Robert Jenrick has defended being handed a £75,000 donation from a company which had received money from a firm registered in the British Virgin Islands (BVI), despite criticising Labour over the freebies row.

Questions have been raised over the ultimate source of the funds from The Spott Fitness, which gave Mr Jenrick three separate £25,000 donations in July.

As first reported by Tortoise Media, the company received a loan from a firm based in the BVI.

The Tory leadership contender told Sunday Morning With Trevor Phillips that The Spott Fitness “as I understand it… is a fitness company that operates in the UK”, and the donation was “perfectly legal and valid”.

Pressed for details on who owns the company and who works for it, the former immigration minister said this would be set out “on Companies House in the normal way” and he has “obviously met people who are involved in the company”.

According to Companies House records, The Spott Fitness has no employees and net current liabilities of £330,000. It has two directors - Mark Dembovsky and Benjamin Hodson.

Earlier this year it registered a loan from Centrovalli, a firm based in the British Virgin Islands, though the amount borrowed has not been declared.

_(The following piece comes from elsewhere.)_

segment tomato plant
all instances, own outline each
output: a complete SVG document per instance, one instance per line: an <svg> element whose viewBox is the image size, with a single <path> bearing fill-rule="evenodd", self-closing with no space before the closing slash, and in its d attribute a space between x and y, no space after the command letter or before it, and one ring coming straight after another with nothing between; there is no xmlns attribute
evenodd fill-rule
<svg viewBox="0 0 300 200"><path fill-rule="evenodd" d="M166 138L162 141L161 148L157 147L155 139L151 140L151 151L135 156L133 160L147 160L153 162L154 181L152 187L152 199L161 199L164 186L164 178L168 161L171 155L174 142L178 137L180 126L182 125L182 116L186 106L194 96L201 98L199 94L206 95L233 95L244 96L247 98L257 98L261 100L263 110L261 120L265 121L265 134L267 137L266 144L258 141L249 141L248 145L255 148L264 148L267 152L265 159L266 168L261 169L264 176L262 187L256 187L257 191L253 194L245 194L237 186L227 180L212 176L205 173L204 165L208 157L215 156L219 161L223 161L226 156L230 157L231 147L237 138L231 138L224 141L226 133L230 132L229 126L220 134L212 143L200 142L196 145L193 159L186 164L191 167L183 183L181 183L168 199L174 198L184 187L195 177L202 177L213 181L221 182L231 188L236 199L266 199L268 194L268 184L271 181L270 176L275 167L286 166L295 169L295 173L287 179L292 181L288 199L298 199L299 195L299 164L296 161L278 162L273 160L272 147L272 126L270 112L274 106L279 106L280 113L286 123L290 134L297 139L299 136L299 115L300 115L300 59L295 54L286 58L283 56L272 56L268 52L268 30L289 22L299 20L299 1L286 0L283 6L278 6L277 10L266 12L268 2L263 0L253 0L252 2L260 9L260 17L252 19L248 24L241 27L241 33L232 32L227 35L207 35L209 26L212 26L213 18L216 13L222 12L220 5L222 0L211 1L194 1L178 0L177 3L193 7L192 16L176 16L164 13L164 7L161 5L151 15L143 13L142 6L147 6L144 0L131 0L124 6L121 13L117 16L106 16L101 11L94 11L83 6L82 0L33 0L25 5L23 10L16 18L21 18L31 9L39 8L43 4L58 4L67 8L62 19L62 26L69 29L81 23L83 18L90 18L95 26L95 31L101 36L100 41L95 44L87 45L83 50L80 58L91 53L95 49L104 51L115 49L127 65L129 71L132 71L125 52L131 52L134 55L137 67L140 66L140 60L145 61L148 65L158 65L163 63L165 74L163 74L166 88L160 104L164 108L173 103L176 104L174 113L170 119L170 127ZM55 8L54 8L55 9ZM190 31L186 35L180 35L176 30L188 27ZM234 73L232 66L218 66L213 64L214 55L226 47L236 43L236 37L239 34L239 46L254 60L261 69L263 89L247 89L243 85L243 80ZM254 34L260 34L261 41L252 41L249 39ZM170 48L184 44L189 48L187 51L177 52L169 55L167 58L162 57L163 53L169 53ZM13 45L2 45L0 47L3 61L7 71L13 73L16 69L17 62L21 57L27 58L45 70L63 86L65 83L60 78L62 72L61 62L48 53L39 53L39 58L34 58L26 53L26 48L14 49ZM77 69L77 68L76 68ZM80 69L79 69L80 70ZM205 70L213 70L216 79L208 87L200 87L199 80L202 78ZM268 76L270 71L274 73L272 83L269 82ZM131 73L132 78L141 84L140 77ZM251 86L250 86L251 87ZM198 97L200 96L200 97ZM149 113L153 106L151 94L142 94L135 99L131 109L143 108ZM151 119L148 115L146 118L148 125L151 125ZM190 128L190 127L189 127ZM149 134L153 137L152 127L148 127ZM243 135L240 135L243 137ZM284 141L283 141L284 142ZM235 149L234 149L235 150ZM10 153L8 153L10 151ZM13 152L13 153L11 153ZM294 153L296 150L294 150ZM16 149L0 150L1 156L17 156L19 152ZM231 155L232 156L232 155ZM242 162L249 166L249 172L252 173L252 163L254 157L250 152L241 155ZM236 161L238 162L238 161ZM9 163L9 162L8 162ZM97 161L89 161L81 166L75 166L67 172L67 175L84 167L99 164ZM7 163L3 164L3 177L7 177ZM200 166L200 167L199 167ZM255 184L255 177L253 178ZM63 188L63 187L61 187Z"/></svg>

However, Steve Goodrich, head of research and investigations at Transparency International UK, said that when companies fund politicians via offshore loans “it raises serious questions about the money’s provenance”.

He added: “Electoral law was supposed to only allow businesses with a substantive UK presence to make political contributions, yet examples like this show it permits anonymous cash from anywhere in the world into our democracy.”